I regret that part soon enough. The floor is already sticky with spilled beer, red plastic cups are stacked on nearly every flat surface, and a few students dance with themselves in the living room where someone’s pushed all the furniture up to the walls.

“It’s a good thing Ellis didn’t come,” Kajal says, and Leonie neatly sidesteps an intoxicated girl who almost stumbles into her on her way to the drinks table.

She says it because she thinks Ellis wouldn’t like this kind of party, but I’m not sure I agree. I could see Ellis perfectly at home here; even with her dress shirts and suspenders, even in shiny bespoke shoes, she would inhabit this space the same way she does every other: like she belongs.

“I’m going to get a drink,” I say, and shoulder my way past a knot of rowdy Claremont House students to peruse the libations on offer. Almost every bottle left contains tequila.

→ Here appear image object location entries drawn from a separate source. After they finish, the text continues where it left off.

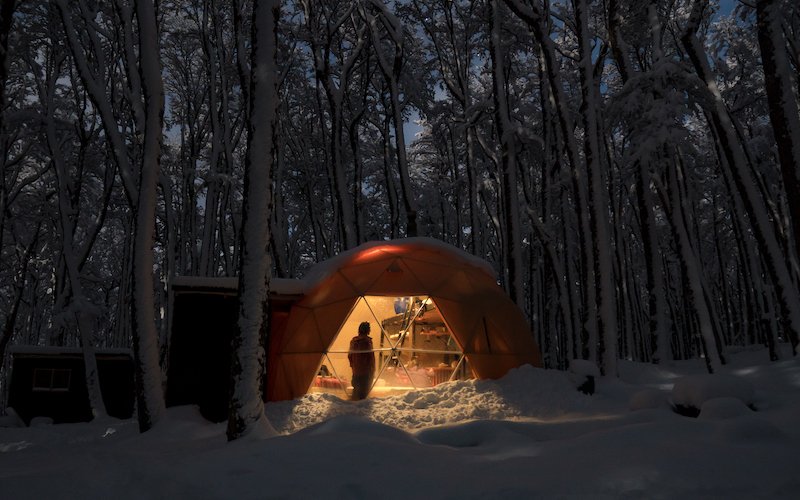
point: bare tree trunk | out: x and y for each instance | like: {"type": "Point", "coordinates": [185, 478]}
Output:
{"type": "Point", "coordinates": [746, 185]}
{"type": "Point", "coordinates": [512, 244]}
{"type": "Point", "coordinates": [248, 365]}
{"type": "Point", "coordinates": [149, 390]}
{"type": "Point", "coordinates": [782, 106]}
{"type": "Point", "coordinates": [598, 197]}
{"type": "Point", "coordinates": [392, 75]}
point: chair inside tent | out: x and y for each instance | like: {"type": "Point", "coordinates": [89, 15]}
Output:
{"type": "Point", "coordinates": [436, 314]}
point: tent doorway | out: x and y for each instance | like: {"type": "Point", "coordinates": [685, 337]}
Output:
{"type": "Point", "coordinates": [413, 347]}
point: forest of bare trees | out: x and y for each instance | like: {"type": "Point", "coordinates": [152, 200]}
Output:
{"type": "Point", "coordinates": [630, 168]}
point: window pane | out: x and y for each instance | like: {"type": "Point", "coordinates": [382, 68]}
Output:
{"type": "Point", "coordinates": [42, 378]}
{"type": "Point", "coordinates": [61, 379]}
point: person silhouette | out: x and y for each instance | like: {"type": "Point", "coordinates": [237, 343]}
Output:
{"type": "Point", "coordinates": [362, 362]}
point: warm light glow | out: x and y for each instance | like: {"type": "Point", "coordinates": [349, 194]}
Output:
{"type": "Point", "coordinates": [413, 348]}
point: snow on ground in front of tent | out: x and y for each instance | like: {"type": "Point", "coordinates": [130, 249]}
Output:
{"type": "Point", "coordinates": [528, 435]}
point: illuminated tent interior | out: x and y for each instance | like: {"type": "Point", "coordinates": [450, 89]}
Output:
{"type": "Point", "coordinates": [436, 314]}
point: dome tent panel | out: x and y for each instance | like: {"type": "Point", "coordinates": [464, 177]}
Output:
{"type": "Point", "coordinates": [330, 319]}
{"type": "Point", "coordinates": [362, 275]}
{"type": "Point", "coordinates": [298, 372]}
{"type": "Point", "coordinates": [462, 317]}
{"type": "Point", "coordinates": [335, 288]}
{"type": "Point", "coordinates": [397, 280]}
{"type": "Point", "coordinates": [429, 272]}
{"type": "Point", "coordinates": [302, 332]}
{"type": "Point", "coordinates": [457, 287]}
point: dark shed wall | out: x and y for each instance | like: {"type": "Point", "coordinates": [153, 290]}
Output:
{"type": "Point", "coordinates": [200, 354]}
{"type": "Point", "coordinates": [72, 405]}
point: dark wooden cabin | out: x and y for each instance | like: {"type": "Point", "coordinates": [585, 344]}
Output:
{"type": "Point", "coordinates": [51, 382]}
{"type": "Point", "coordinates": [205, 312]}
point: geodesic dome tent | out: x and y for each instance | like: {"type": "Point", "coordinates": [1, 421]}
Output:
{"type": "Point", "coordinates": [436, 314]}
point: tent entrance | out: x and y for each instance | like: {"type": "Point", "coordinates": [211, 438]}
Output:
{"type": "Point", "coordinates": [413, 348]}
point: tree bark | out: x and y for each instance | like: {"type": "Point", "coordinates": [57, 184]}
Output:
{"type": "Point", "coordinates": [248, 365]}
{"type": "Point", "coordinates": [149, 390]}
{"type": "Point", "coordinates": [782, 103]}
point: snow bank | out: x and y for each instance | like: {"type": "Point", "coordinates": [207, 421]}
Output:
{"type": "Point", "coordinates": [523, 392]}
{"type": "Point", "coordinates": [693, 391]}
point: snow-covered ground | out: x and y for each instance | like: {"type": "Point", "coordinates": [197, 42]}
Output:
{"type": "Point", "coordinates": [528, 435]}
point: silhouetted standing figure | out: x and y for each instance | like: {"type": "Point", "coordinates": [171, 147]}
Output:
{"type": "Point", "coordinates": [362, 362]}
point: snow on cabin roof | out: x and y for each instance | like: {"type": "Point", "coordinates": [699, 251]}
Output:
{"type": "Point", "coordinates": [40, 350]}
{"type": "Point", "coordinates": [277, 286]}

This party is nothing like the Boleyn House fête at the start of the year, but I’m reminded of that night all the same. Clara is talking to Leonie about something inane, using gesture as punctuation, like she thinks everyone in this room ought to stop and listen to what she has to say, like she thinks she’s more important and more interesting than anyone else here. The murders Ellis and I are plotting might be hypothetical, but I can’t help thinking that one day, someone will get sick of Clara and push her down the stairs.

The tequila sloshes over my fingers when I pour it into a cup. Cheap clear liquor, the kind that burns on the way down and on the way back up, but erases the memory of everything that happens in between. I start drinking, and once I start, I find it hard to stop.

Just like your mother, a voice murmurs in the back of my mind. It should be enough to inspire sobriety, but thinking of my mother only makes me drink more.

The party slides into a blur of faces and bodies. I’m with the Godwin girls for most of the beginning; I remember that much. But then somehow I end up in the Lemont backyard under glittering market lights, slow jazz playing on vinyl, swaying with my hands reaching toward the sky. I find a beautiful girl who has eyes like night and skin cool as water. I tell the girl that, as I slide my touch along her cheek. A serial killer sort of thing to say—I love your skin—but she smiles at me.

“So forgiving,” I murmur. Her hand has caught my dress, thumb pushing a button free at its collar.

She looks nothing like Alex. Her hair is brown, not red. Her complexion is dark, not pale. But when I kiss her, I see Alex all the same.

Possession, I think, just for a moment. But is it really such a strange possibility as to be impossible? This girl’s hands are Alex’s hands, her tongue Alex’s tongue. I want to lace our souls together and make her forgive me.

The kiss breaks, and the girl touches my lips, our breath shallow and hot between us. “Do you want to go upstairs?” she says.

The answer rises to my mouth, but before I can say yes, I spot her: Ellis Haley, a slim figure in a tweed suit, watching us from across the backyard with her cigarette burning down to ashes in one hand.

“What is it?” asks the girl who isn’t Alex. When I look at her, she has her brows knit together and uncertainty written all over her face.

I take it back. This girl isn’t possessed. Alex has never been uncertain about anything in her life.

My gaze flicks back over her shoulder. Ellis is already gone.

“I have to go.” I extract myself from her arms and chase after the spot where Ellis had stood. The air still smells like her cigarette smoke, but the crowd has swallowed her up; I spin around, but all I see are strangers.

It’s freezing out here. How had I not noticed how cold it is?

Everyone out in the backyard exists in their own little world; I have to shove my way through with sharp elbows to get back inside. But inside is worse. Bass thumps through the floor, the windows sweating with the humidity of so many bodies; I trip over someone’s discarded shoes and hit the ground hard enough that it sends shock waves ricocheting up from my knees.

“Are you okay?”

It’s Hannah Stratford, of all people. She crouches down next to me, her mouth in a little pink O of affected concern.